Director, Dartmouth Toxic Metals Superfund Research Program
Research Professor,
Department of Biological Sciences
Project Leader, Project 2 and
Leader, Research Translation Core
Toxic Metals Superfund Research Program
Dartmouth College
HB 6044
Class of ’78 Life Sciences Center, Room 126
78 College Street
Hanover, NH 03755-3576
USA
Tel: 603-646-2376
Fax: 603-646-1347
E-mail: Celia.Y.Chen@Dartmouth.Edu
Areas of Expertise: Aquatic ecology, ecotoxicology, multiple stressors and contaminants
Research:
Dr. Celia Chen is an aquatic ecologist whose research over the last 24 years has focused on the fate and effects of metal contaminants in aquatic food webs both in freshwater and marine ecosystems. She has studied the bioavailability and bioaccumulation of mercury and other metals (arsenic, cadmium, lead, zinc) in benthic and pelagic invertebrates and trophic transfer to fish. She has conducted metal bioavailability studies in the laboratory using freshwater and estuarine crustaceans and fish, and has also investigated metal bioaccumulation and trophic transfer in field studies in lakes and estuaries in the Northeast US. Her research questions focus on the chemical and ecological factors that influence metal uptake, including salinity, natural organic matter, feeding strategy, and food web structure.

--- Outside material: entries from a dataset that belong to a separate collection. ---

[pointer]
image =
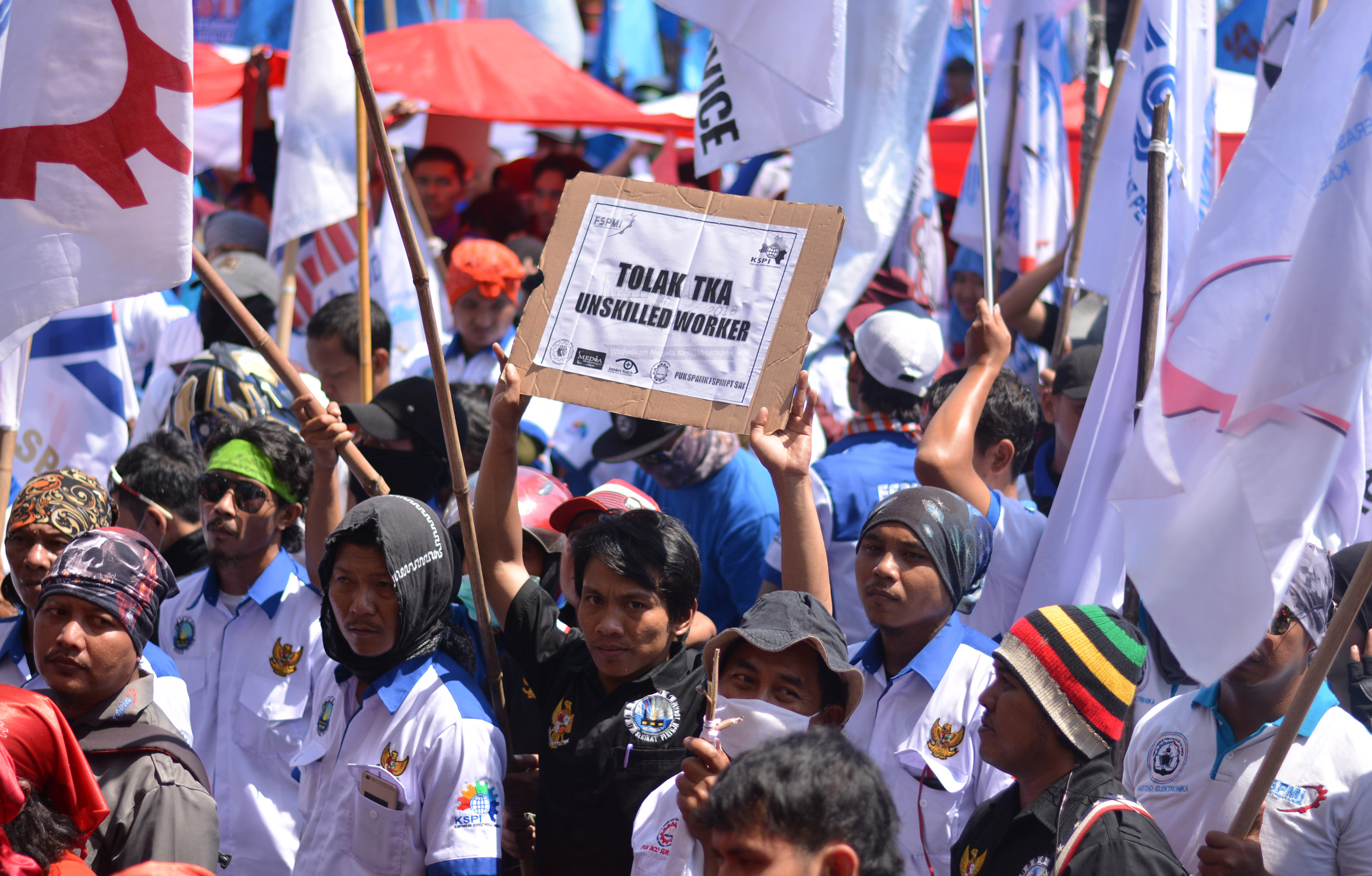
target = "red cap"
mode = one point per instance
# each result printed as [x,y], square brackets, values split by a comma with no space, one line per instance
[614,497]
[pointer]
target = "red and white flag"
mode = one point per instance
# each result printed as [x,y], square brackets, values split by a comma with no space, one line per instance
[95,160]
[1264,363]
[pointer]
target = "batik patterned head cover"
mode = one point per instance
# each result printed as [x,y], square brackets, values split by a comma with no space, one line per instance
[1083,665]
[118,571]
[69,501]
[957,535]
[47,754]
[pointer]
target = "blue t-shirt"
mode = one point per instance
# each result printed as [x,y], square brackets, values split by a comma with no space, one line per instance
[733,517]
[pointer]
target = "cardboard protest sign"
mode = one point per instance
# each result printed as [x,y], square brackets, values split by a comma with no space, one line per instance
[675,305]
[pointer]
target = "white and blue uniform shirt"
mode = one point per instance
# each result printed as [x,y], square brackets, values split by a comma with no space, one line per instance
[921,730]
[168,689]
[1014,539]
[249,672]
[423,730]
[1190,772]
[857,473]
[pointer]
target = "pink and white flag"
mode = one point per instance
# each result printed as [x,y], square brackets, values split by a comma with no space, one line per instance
[95,160]
[1264,363]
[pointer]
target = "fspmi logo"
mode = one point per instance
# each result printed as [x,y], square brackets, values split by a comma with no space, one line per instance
[773,253]
[590,358]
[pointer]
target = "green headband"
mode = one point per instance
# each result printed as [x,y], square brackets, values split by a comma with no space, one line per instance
[247,459]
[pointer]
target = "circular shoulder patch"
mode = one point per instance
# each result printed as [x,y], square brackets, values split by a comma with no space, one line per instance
[654,717]
[1167,757]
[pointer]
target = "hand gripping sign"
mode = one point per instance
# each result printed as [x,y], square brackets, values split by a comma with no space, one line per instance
[675,305]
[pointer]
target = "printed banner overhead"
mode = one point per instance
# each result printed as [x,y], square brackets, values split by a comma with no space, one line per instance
[675,305]
[774,76]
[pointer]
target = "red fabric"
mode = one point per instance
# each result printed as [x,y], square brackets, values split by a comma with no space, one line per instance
[950,142]
[47,754]
[482,69]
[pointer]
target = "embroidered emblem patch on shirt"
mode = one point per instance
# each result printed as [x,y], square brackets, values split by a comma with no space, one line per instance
[284,658]
[326,713]
[1167,757]
[183,635]
[562,728]
[654,717]
[479,805]
[391,761]
[943,742]
[970,863]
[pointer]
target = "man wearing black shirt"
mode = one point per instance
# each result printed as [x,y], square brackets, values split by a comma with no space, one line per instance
[621,694]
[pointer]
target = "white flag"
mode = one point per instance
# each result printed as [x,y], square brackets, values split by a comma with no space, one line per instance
[79,397]
[1080,557]
[95,160]
[1038,190]
[774,75]
[1264,364]
[316,179]
[866,165]
[1172,54]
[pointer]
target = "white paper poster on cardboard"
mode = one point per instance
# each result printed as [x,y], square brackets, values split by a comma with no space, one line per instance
[670,301]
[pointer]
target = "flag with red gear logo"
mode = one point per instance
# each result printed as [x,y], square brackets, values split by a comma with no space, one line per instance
[95,131]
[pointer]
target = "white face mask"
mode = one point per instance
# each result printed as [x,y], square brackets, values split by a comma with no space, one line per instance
[761,723]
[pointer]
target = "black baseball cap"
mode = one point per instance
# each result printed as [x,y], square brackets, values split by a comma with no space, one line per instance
[407,409]
[630,438]
[1076,371]
[787,617]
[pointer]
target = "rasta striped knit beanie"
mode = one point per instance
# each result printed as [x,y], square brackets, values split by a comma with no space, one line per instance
[1083,665]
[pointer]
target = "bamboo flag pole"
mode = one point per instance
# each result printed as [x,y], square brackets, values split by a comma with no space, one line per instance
[282,365]
[979,77]
[286,308]
[435,347]
[1009,149]
[1088,177]
[364,230]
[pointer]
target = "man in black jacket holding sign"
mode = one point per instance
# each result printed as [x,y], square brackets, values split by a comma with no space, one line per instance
[96,609]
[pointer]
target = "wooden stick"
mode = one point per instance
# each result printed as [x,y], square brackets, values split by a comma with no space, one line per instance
[364,231]
[263,342]
[1088,179]
[980,80]
[1324,657]
[286,308]
[1009,149]
[435,347]
[1156,260]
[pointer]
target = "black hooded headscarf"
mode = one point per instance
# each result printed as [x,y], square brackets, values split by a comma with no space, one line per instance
[957,535]
[422,561]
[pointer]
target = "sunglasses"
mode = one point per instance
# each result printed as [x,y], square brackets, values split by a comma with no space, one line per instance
[247,498]
[117,483]
[1282,623]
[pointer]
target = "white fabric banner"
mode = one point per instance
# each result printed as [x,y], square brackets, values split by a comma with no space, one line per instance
[95,132]
[866,165]
[1172,53]
[1080,557]
[1264,365]
[316,179]
[1038,190]
[79,397]
[774,75]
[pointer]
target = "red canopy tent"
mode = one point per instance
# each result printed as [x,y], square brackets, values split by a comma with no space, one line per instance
[482,69]
[950,140]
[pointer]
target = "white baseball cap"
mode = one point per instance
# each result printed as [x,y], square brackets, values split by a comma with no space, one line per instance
[900,347]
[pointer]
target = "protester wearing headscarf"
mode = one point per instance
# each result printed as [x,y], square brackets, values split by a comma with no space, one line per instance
[95,613]
[1065,678]
[47,757]
[402,738]
[1212,742]
[920,553]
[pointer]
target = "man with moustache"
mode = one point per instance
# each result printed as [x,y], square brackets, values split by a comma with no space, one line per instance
[245,634]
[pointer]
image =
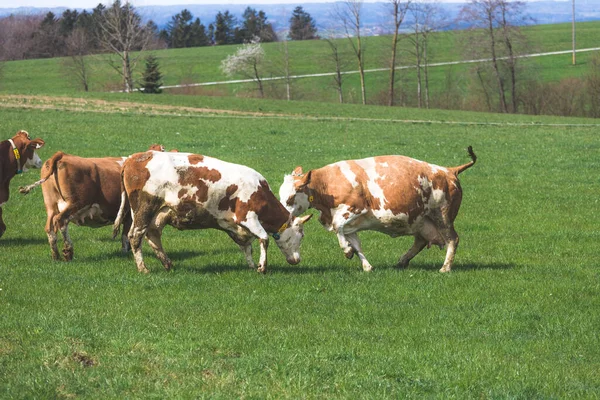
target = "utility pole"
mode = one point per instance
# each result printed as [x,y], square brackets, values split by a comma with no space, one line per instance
[573,32]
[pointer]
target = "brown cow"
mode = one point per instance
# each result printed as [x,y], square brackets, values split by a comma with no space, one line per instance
[191,191]
[85,191]
[15,155]
[395,195]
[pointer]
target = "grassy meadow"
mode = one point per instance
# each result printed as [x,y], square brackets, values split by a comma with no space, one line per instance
[198,65]
[516,318]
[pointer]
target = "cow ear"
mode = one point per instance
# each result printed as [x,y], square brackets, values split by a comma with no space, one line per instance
[302,220]
[304,181]
[297,171]
[36,143]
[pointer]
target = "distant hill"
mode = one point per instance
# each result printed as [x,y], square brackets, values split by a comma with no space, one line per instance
[374,14]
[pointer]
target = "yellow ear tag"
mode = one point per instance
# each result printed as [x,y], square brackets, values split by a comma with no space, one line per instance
[283,228]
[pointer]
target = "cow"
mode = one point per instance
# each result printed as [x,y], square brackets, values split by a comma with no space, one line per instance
[396,195]
[84,191]
[16,154]
[192,191]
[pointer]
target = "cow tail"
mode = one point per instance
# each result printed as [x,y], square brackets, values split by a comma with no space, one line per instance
[123,208]
[461,168]
[51,163]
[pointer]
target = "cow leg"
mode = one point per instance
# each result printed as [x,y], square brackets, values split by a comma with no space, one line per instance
[125,246]
[262,263]
[345,245]
[355,243]
[136,236]
[416,248]
[3,199]
[2,225]
[247,250]
[254,226]
[451,238]
[153,235]
[51,233]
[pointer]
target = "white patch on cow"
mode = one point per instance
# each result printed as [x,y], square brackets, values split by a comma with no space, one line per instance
[436,168]
[369,166]
[347,172]
[34,162]
[62,205]
[164,179]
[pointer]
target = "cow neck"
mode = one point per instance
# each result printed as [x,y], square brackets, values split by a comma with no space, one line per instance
[17,155]
[279,219]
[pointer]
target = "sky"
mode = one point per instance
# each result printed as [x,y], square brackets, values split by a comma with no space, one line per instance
[138,3]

She also investigates the influence of species and size on the co-occurrence of metal contaminants and fatty acids in coastal fish tissue as well as the environmental factors predicting co-occurrence of metal and organic contaminants in fish and invertebrates in lakes, rivers, and coastal waters. Dr. Chen has also worked to bring mercury and arsenic science to policy by gathering groups of scientists to produce synthesis documents, providing scientific input to federal agencies, and through her involvement in the Fate and Transport Partnership in the implementation of the Minamata Convention, the international treaty on the control of mercury.